Felizmente, o nosso ministro José Dirceu está e segue vivíssimo, graças a deus, para o bem do Brasil. E nem de longe corre algum risco de ser morto por sentença do STF.

O Brasil é infinitamente complexo. Dessa complexidade, vem nossa força. A força que nos trouxe até 2012, e que nos levará adiante.

O ministro Joaquim Barbosa não fará história. Nós e o ministro José Dirceu, sim, fizemos, fazemos e faremos a história do Brasil.

Fato é que nem Shakespeare, em toda a sua glória, daria conta da tragicomédia que o STF-2012, que aprende leis, justiça e democracia nos jornais do Grupo GAFE (Globo-Abril-FSP-Estadão), está escrevendo em Brasília!

Pois que se lixem! Pois inventem lá o que queiram! Façam lá o que lhes dê na telha! Vocês são patéticos! O Brasil é mais! O Brasil riremos por último, de vocês todos.

Também riremos muito desse patético “jornalismo” que desgraça o Brasil, até quando é bem intencionado!
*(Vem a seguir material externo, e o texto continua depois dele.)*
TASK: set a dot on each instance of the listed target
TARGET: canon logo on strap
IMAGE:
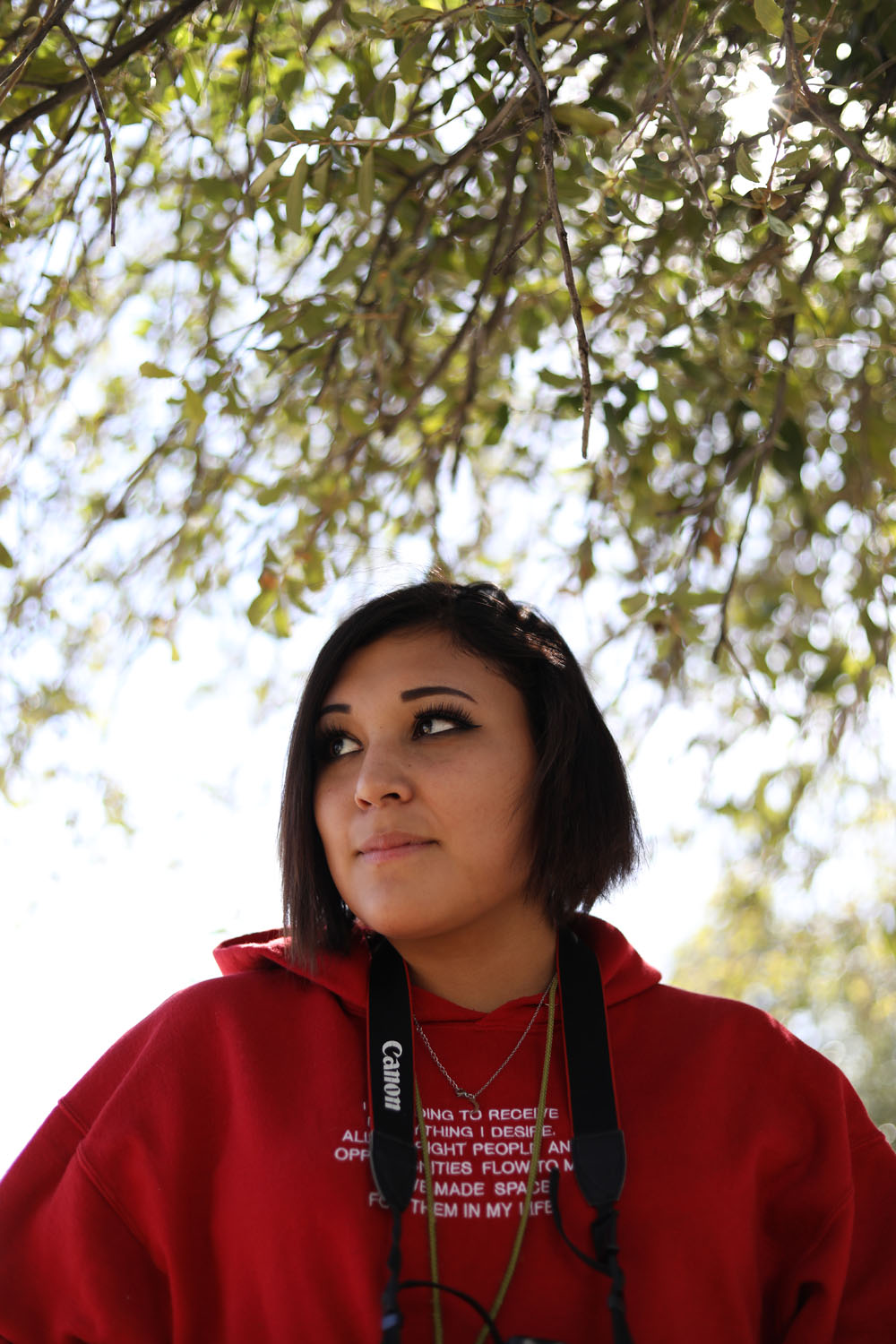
(392, 1080)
Dirceu vive! No pasarán! Venceremos! Só a luta ensina! Viva o Brasil!

São Paulo, 18/9/2012
Coletivo Vila Vudu de Tradutores/redecastorphoto



Notas da redecastorphoto e do pessoal da Vila Vudu

[1] Pode ser visto, como referência, a seguir, mas não se recomenda: é HOR-RÍ-VEL.


[2 Marco Antônio by Shakespeare, como nós e Shakespeare, conhecemos bem os riscos de, naquelas/atuais circunstâncias, deixar falar também o coração, risco aliás idêntico a deixar falar só o coração. Às tantas, Marco Antônio diz: “Permitam-me que me cale, porque meu coração desceu ao túmulo com Cesar. Peço tempo para reencontrá-lo”, fala que é perfeita formação, em discurso, da consciência política clara de que política se faz também com o coração; que se pode fazer até sem coração; mas que nunca, nunca, em nenhum caso, se pode fazer só com o coração (Lênin vive!). Isso a jornalista Hildegard Angel também não soube ler em Shakespeare.

Um comentário:

  1. (comentário enviado por e-mail e postado por Castor)

    Lindo, corretíssimo, o texto-discurso do nosso Coletivo, ligado inteligentemente a esta Pátria de todos, inclusive dos "cães de guerra" que sabemos escorraçar, com amor e honestidade, longe das "éticas" de titica que bem conhecemos. Manca esta República, desde os tempos de Arthur Bernardes e Aurelino Leal - antes, era só um pseudo-Império de barrete frígio - marcada pelas tragédias políticas de 1935, 1937, 1964, 1968, e estamos aqui para ajudá-la sempre a soerguer-se. As crapulices demonstram que as camadas reacionárias têm consciência exata disso. Agora mesmo, a Comissão da Verdade quer investigar só agentes públicos, deixando de lado talvez os piores, os agentes privados, prepostos do imperialismo, financiadores da repressão assassina, inclusive da mãe e irmão da jornalista. O STF jamais corrigirá sua decisão de isentar os assassinos, criando uma hermenêutica safada da Lei de Anistia. O ministro José Dirceu sabe disso, o seu julgamento resulta disso. Esses "cães de guerra" shakespearianos é que deveriam ser julgados, mas nos falta uma corte jurisdicionada para tal.